Scenario	Best Strategy
Very small dataset (<500 images)	Feature extraction
Small dataset, similar domain	Fine-tune last layers
Small dataset, different domain	Fine-tune last layers with augmentation
Medium dataset (5K-50K)	Full fine-tuning with gradual unfreezing
Large dataset (>50K)	Full fine-tuning from the start

Key Takeaways

Transfer learning should be the default for any image classification task with fewer than 50,000 images. Training from scratch is almost never the right choice.
Gradual unfreezing with discriminative learning rates consistently outperforms other strategies, though it requires more engineering effort.
ImageNet features transfer broadly---even to domains as different as satellite imagery, medical imaging, and industrial inspection.
Data augmentation is even more critical with transfer learning on small datasets, as it prevents the fine-tuned layers from overfitting.
The choice of pretrained model matters less than the choice of strategy.
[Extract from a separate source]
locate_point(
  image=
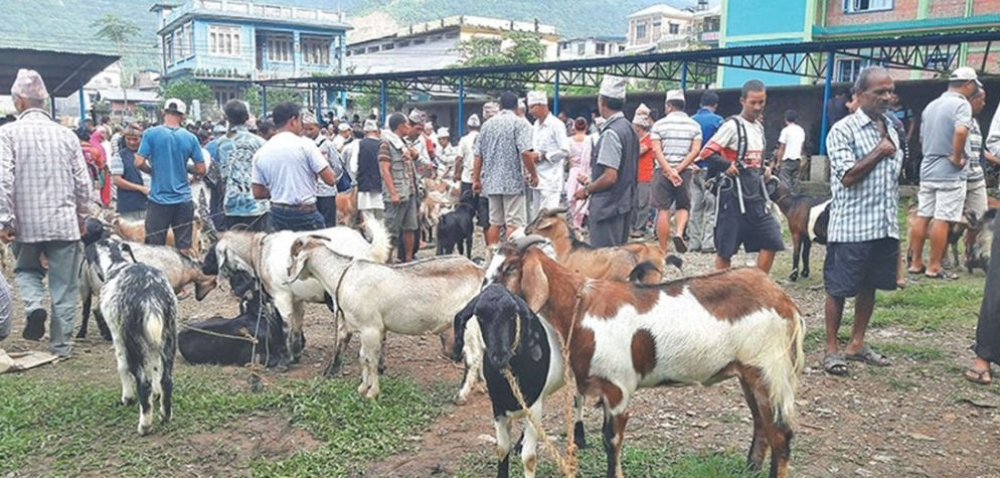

A well-fine-tuned ResNet-18 often outperforms a poorly-fine-tuned ResNet-50.

Discussion Questions

Would you expect transfer learning from ImageNet to work for non-RGB images (e.g., infrared, multispectral)? How would you adapt the approach?
If you had 100,000 unlabeled aerial images and 2,400 labeled ones, how would you modify this approach to leverage the unlabeled data?
How would you decide between using ResNet-18, ResNet-50, or EfficientNet as the pretrained backbone?
The gradual unfreezing approach used three phases. Would more or fewer phases change the results significantly?